I found one tiny acorn today. It was perfect. Small birds swarmed into my naked apple tree. Despite the fierce, hurricane winds that blew in through here earlier this month, somehow a quantity of dried apples still cling to their branches. They must not have much internal moisture left, but birds still pick at them gingerly. The bird who sips too much fermented apple juice will fly away wobbly.

Eying these birds today was our frequent visitor, Oliver the cat. I greeted him, but unlike one of the main characters in Murakami's brilliant Kafka on the Shore, I cannot understand cat language.

The book continues to pull me apart from the "real world," and toward the land of mysterious spirits. I've come to the conclusion that there is no greater novelist writing today anywhere in the world. Few are the contemporary novels that can transform a reader's day from the blur of mindlessness to the acuity of mindfulness, but this book is one.

I can only handle a few chapters each day; then I must set it down and immerse myself in the New York Times or CNN, or some other, less challenging purveyor of information.

The small things, the details.

Too often, we overlook them. Yes, the devil is in the details, but so is the answer you've been seeking. The objects at the top of this post are what I used in working with my nine-year-old tonight on her math homework. She's the kind of kid who loves the parts of math that come easily to her (adding), hates the parts she finds hard (subtraction), and fears the parts that (despite her parents' urging) require practice, over and over, if she is ever to commit them to her memory, i.e., multiplication.

(Let's not even consider what teaching her division will entail.)

So tonight, as she hung her head in despair, I got out my boxes of stones and seaglass and coins and slowly, piece by piece, explained how to understand the business of multiplying numbers. I am not and never will be a great math teacher, but this palpable, real-world collection of objects often seems exactly what a third-grader needs as she encounters these strange new permutations of arithmetic conventions like multiplying and dividing.

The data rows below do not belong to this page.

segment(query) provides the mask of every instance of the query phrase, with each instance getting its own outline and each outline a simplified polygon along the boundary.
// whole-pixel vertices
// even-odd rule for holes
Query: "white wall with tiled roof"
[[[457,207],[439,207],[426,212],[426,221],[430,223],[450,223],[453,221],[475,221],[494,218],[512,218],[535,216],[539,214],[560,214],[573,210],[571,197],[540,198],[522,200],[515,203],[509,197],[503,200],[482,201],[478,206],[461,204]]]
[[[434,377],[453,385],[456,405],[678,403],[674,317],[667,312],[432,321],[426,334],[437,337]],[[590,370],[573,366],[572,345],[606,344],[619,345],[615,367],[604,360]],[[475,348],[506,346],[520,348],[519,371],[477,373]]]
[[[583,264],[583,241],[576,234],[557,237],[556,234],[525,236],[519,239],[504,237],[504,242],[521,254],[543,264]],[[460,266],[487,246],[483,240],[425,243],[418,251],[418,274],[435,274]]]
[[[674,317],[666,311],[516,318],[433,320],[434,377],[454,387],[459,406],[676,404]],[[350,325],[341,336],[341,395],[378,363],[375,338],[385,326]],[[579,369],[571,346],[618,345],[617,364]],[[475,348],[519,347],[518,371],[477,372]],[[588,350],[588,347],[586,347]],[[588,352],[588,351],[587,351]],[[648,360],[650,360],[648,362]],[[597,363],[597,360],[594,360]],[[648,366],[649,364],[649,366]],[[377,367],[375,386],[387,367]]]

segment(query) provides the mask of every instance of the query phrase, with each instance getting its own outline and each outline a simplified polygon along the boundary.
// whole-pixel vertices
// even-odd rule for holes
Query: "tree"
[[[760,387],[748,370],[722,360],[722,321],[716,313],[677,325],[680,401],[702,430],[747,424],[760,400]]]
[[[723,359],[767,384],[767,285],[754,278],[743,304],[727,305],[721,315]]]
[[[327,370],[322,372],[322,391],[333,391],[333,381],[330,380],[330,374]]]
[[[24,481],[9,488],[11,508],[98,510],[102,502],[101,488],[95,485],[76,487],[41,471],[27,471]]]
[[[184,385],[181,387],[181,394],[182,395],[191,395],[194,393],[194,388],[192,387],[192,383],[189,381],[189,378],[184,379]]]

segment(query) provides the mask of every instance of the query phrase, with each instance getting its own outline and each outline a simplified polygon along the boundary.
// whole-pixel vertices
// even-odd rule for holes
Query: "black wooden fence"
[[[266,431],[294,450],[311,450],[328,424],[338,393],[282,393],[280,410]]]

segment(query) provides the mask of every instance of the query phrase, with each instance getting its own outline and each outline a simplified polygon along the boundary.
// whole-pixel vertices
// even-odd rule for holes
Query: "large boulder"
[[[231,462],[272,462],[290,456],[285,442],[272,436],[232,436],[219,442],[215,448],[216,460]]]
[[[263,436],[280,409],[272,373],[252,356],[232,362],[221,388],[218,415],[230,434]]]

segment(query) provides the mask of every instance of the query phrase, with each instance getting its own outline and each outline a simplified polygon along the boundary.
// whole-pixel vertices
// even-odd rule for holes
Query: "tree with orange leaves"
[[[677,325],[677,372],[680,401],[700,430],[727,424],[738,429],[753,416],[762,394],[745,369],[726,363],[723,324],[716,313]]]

Math is a great tease, enticing you in with the pleasure of early conquests, only to torture you whenever you hit one of its many invisible walls. Much like the opera.

In any event, there are other numerical reports to give passing mention to tonight. Romney finally won a primary, in my native Michigan, so the Republican race remains muddled. National polls indicate Obama and Clinton are in a tight race, but the next set of critical primaries should reveal just how tight it actually is.

We're reaching the point in the primary races where money may dictate who survives and who withdraws. Super Tuesday, including the incredibly delegate-rich Democratic states of California and New York, looms three weeks from now. Our California Voter's Guides arrived today.